Anyway, I am just passing this along as a curiosity. It struck me as particularly strange.



> 11 And the king desired the groomsmen to depart out of the bride-chamber; and when all were gone out and the doors were shut, the bridegrroom lifted up the curtain of the bride-chamber to fetch the bride unto him. And he saw the Lord Jesus bearing the likeness of Judas Thomas and speaking with the bride; even of him that but now had blessed them and gone out from them, the apostle; and he saith unto him: Wentest thou not out in the sight of all? how then art thou found here? But the Lord said to him: I am not Judas which is also called Thomas but I am his brother. And the Lord sat down upon the bed and bade them also sit upon chairs, and began to say unto them:
> 
> 12 Remember, my children, what my brother spake unto you and what he delivered before you: and know this, that if ye abstain from this foul intercourse, ye become holy temples, pure, being quit of impulses and pains, seen and unseen, and ye will acquire no cares of life or of children, whose end is destruction: and if indeed ye get many children, for their sakes ye become grasping and covetous, stripping orphans and overreaching widows, and by so doing subject yourselves to grievous punishments.
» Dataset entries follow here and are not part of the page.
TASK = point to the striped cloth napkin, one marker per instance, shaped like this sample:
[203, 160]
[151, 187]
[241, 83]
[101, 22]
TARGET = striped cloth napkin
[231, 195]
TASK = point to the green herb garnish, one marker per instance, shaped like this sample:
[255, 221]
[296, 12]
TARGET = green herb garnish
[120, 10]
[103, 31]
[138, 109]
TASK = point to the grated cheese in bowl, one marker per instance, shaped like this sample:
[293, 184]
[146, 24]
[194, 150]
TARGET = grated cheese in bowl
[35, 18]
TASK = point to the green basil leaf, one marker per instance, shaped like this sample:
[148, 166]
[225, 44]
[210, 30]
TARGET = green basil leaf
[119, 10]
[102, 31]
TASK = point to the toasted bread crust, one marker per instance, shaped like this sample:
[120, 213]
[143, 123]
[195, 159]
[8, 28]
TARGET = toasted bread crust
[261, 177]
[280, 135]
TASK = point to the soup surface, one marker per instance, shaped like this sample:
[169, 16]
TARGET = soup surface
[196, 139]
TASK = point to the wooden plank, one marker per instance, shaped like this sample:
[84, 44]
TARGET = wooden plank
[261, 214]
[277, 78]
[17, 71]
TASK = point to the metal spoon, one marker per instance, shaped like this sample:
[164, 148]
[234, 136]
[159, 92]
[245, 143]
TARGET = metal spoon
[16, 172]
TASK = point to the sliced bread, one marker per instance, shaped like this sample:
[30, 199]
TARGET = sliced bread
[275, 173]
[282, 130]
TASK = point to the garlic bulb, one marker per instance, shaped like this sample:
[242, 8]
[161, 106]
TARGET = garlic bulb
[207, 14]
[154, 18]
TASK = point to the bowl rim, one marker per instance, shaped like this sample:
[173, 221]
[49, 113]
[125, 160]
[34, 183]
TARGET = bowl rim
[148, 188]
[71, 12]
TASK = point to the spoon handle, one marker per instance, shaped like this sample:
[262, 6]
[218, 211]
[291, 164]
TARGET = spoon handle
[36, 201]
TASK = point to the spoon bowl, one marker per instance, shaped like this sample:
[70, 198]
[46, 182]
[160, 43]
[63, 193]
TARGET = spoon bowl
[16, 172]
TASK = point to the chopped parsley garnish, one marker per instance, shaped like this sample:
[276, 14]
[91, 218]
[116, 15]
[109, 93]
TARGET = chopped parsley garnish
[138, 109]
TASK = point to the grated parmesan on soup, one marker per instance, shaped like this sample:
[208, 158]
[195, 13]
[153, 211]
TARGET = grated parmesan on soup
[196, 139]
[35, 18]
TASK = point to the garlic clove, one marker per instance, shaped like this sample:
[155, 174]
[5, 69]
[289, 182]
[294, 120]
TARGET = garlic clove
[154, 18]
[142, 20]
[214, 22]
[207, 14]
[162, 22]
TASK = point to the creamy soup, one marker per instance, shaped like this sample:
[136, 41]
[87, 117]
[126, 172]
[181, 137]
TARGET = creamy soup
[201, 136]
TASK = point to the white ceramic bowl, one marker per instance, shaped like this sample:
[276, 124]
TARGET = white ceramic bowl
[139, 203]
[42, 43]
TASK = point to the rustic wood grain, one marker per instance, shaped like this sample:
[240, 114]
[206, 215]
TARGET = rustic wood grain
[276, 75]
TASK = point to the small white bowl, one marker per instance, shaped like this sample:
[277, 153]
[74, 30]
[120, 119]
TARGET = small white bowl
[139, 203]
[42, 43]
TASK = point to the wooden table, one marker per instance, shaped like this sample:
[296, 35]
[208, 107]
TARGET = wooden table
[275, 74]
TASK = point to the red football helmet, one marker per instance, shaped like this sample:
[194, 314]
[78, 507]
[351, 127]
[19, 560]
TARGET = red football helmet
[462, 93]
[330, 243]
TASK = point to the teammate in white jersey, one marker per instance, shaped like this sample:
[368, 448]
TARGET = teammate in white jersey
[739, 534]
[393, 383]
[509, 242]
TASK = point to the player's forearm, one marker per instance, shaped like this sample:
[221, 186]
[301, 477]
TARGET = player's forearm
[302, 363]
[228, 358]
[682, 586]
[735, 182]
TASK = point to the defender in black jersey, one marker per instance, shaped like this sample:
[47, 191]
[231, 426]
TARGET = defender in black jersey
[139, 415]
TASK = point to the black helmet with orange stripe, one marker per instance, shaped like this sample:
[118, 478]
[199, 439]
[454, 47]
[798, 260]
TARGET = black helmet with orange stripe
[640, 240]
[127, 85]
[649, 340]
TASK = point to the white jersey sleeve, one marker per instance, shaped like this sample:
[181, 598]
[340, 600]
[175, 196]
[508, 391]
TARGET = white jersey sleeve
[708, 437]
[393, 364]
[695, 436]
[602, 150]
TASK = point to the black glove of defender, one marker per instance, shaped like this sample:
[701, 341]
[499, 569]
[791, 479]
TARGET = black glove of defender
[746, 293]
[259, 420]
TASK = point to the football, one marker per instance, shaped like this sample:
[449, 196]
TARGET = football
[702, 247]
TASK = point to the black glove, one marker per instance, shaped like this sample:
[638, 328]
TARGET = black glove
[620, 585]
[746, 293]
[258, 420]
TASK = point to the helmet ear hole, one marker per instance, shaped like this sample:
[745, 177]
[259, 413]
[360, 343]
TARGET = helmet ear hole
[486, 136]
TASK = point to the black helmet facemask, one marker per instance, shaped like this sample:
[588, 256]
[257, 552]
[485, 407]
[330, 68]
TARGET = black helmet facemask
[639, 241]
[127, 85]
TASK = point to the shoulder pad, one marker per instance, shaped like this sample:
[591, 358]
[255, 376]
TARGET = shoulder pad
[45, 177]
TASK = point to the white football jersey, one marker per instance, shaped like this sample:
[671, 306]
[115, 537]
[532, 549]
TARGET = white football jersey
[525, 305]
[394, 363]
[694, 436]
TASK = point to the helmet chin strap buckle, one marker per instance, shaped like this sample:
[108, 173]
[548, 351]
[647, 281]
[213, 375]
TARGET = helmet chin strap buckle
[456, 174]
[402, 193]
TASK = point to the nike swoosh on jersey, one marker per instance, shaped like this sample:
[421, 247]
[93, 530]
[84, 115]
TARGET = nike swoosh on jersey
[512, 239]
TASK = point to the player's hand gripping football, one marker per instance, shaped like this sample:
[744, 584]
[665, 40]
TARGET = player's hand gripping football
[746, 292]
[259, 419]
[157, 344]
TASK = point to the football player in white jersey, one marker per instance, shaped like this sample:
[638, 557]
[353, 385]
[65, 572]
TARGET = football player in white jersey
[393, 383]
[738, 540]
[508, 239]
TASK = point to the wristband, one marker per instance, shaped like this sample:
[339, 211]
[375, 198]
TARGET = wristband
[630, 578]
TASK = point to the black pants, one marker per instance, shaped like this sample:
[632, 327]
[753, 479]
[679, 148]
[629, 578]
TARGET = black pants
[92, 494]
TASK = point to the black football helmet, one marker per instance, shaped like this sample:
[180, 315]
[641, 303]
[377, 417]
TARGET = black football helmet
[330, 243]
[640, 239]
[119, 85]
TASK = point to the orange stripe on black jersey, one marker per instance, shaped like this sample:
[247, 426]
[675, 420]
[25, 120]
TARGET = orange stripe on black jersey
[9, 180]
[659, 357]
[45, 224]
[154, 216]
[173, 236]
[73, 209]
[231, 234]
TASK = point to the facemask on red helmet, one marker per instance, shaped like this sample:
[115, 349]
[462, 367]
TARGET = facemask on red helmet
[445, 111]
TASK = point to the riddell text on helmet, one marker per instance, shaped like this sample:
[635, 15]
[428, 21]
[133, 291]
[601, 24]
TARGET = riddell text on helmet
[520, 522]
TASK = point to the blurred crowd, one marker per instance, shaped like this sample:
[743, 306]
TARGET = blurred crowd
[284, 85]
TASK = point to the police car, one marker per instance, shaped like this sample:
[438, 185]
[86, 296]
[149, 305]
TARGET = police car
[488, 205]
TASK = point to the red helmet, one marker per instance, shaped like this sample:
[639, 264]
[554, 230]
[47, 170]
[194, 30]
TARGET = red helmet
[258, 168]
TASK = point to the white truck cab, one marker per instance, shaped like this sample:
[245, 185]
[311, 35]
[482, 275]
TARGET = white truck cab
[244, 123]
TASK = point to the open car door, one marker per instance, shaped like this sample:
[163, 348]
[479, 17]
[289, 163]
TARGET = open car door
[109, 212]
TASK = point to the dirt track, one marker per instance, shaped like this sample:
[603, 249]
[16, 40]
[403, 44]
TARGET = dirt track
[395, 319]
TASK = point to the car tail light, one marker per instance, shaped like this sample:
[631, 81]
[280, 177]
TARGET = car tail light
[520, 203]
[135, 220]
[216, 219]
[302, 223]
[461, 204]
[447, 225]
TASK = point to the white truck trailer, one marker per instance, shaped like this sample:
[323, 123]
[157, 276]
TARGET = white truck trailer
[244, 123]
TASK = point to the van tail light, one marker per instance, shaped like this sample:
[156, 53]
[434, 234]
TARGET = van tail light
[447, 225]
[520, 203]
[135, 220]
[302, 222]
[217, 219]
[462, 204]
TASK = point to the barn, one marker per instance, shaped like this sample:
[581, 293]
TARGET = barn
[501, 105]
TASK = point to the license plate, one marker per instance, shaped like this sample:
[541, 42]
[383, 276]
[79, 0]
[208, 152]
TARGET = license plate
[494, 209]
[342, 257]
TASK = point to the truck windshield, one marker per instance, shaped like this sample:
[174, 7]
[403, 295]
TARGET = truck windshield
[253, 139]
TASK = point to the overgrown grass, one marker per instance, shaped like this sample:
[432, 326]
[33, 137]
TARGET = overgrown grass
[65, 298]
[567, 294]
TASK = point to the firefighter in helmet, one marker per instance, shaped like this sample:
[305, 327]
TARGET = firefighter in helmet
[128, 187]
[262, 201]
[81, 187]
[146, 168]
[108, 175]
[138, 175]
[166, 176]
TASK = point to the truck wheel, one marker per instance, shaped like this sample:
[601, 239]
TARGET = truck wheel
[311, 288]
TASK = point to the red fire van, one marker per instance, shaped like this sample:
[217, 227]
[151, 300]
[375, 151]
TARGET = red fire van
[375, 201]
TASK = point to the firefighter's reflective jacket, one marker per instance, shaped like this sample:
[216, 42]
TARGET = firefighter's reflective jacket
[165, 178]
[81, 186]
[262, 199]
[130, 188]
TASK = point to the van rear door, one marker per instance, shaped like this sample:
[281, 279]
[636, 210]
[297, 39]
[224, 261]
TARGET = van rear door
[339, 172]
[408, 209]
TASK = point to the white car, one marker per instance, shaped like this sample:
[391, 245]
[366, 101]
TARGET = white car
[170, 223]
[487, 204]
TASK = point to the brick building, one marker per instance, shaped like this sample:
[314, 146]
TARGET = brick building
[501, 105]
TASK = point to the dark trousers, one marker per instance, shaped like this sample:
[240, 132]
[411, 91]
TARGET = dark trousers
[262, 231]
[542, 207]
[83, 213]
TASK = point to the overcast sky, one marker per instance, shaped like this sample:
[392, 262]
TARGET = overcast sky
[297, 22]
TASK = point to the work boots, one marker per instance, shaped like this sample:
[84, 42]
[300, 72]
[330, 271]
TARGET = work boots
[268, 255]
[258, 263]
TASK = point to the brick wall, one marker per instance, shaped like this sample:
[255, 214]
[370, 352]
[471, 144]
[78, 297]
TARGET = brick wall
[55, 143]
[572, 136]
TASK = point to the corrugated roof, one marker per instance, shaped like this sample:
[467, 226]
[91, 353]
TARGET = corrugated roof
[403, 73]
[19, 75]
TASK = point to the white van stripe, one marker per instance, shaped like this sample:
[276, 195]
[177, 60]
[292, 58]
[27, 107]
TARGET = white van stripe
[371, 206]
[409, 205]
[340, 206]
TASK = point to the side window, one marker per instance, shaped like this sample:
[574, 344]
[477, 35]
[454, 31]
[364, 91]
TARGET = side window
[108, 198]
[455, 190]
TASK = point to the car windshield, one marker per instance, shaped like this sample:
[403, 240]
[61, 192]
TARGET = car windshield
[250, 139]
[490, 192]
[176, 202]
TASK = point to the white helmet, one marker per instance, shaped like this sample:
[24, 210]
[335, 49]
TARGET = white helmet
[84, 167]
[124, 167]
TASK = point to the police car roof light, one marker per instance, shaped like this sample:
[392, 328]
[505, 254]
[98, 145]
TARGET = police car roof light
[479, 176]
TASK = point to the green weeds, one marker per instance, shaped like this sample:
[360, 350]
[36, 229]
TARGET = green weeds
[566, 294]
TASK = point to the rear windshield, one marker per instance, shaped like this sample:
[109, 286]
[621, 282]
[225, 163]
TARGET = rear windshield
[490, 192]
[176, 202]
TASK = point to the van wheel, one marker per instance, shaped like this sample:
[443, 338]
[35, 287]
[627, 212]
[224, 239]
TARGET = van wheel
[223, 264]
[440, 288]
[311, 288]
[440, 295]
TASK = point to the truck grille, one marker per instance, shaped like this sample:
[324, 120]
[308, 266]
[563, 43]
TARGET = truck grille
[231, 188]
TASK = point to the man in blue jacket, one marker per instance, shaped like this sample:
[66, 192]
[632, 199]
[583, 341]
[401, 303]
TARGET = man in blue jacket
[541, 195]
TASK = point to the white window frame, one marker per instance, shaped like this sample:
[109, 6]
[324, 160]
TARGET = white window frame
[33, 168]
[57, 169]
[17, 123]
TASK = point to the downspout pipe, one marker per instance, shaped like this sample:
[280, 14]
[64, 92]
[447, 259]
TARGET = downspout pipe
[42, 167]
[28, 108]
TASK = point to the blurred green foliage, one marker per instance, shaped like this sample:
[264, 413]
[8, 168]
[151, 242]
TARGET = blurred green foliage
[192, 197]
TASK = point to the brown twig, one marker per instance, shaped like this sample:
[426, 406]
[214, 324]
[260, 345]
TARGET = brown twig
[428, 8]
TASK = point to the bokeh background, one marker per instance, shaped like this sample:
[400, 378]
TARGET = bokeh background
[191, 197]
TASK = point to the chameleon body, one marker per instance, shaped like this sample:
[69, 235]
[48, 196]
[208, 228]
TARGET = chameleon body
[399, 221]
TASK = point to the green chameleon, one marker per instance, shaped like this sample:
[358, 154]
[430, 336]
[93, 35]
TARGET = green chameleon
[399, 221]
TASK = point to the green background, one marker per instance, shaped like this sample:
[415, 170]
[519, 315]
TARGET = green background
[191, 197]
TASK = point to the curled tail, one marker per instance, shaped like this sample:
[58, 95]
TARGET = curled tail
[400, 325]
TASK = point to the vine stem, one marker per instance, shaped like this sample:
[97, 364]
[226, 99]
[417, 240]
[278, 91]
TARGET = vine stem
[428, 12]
For the more part of children become useless oppressed of devils, some openly and some invisibly, for they become either lunatic or half withered or blind or deaf or dumb or paralytic or foolish; and if they be sound, again they will be vain, doing useless or abominable acts, for they will be caught either in adultery or murder or theft or fornication, and by all these vvill ye be afflicted.
> 
> But if ye be persuaded and keep your souls chaste before God, there will come unto you living children whom these blemishes touch not, and ye shall be without care, leading a tranquil life without grief or anxiety, looking to receive that incorruptible and true marriage, and ye shall be therein groomsmen entering into that bride-chamber which is full of immortality and light.


----------



## heartoflesh (Feb 9, 2005)

Whoever wrote that had a real chip on their shoulder.


----------